O artigo aborda a pressão sobre raparigas e mulheres para se vestirem de modo contido durante exames e em contextos escolares. O foco é a perceção de decoro, que, segundo a narrativa, envolve censuras discretas ou direções explícitas sobre decotes, saias ou roupas em tempo de avaliação.
Relata relatos de alunas recém-chegadas ao ensino superior que ouviram conselhos semelhantes no secundário.
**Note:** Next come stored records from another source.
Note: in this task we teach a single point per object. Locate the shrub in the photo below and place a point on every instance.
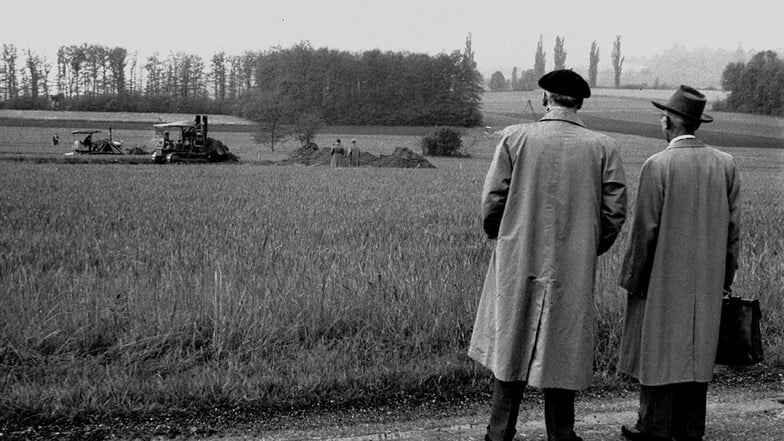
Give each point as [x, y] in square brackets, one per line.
[444, 141]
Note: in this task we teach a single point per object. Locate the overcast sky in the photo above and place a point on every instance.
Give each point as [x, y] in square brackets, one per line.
[504, 33]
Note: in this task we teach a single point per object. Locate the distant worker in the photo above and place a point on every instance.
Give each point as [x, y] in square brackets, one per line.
[554, 199]
[337, 153]
[353, 154]
[88, 142]
[167, 142]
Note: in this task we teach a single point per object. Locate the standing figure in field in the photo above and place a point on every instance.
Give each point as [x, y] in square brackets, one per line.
[682, 252]
[88, 142]
[353, 154]
[555, 199]
[167, 142]
[337, 153]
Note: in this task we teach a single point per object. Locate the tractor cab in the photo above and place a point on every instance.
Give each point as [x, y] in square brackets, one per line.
[187, 141]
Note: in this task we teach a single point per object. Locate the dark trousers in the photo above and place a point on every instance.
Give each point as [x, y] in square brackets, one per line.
[673, 410]
[507, 395]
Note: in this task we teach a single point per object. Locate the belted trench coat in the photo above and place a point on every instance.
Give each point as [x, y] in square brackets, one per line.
[555, 198]
[682, 252]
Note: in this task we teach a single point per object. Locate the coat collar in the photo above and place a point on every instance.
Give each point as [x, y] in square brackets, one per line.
[685, 142]
[558, 114]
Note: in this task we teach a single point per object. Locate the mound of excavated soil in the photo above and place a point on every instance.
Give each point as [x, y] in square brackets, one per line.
[401, 157]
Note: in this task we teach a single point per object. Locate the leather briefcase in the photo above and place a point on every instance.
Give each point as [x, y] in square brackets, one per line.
[740, 340]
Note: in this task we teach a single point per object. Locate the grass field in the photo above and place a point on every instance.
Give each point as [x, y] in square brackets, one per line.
[144, 289]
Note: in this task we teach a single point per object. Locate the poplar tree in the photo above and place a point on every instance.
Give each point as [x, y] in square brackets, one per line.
[593, 64]
[539, 60]
[617, 60]
[559, 54]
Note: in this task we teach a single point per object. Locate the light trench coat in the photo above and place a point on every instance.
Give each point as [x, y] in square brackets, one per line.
[682, 252]
[555, 196]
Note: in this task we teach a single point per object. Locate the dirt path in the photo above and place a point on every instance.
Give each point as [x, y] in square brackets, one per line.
[733, 414]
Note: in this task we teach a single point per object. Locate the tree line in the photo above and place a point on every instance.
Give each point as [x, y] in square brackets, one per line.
[754, 87]
[527, 79]
[372, 87]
Em várias escolas, privadas e públicas, direções teriam recomendado evitar roupas consideradas demasiado reveladoras durante exames, com exemplos de fechos de casacos e mudanças de roupa no cacifo.
O texto questiona a lógica de tal abordagem, defendendo que a responsabilidade pelo comportamento e pela integridade deve recair sobre quem observa, não sobre o corpo das alunas. Observa ainda que a pressão é mais frequente para meninas do que para rapazes.
Contexto atual
A autora compara casos recentes com situações históricas, incluindo boicotes a docentes por vestuário, e analisa como os estereótipos sobre aparência permanecem presentes. O objetivo é mostrar que a avaliação da competência não deve depender da aparência.
A peça defende a igualdade de tratamento entre géneros na comunicação de regras escolares. Sublinha que a educação deve promover o pensamento crítico, sem ajustar regras de forma discriminatória ou desproporcional ao sexo da aluna.
O texto termina promovendo uma reflexão sobre como a sociedade encara a imagem feminina, destacando que a aparência não determina inteligência, competência ou valor profissional. Mantém o foco na necessidade de políticas escolares neutras e justas.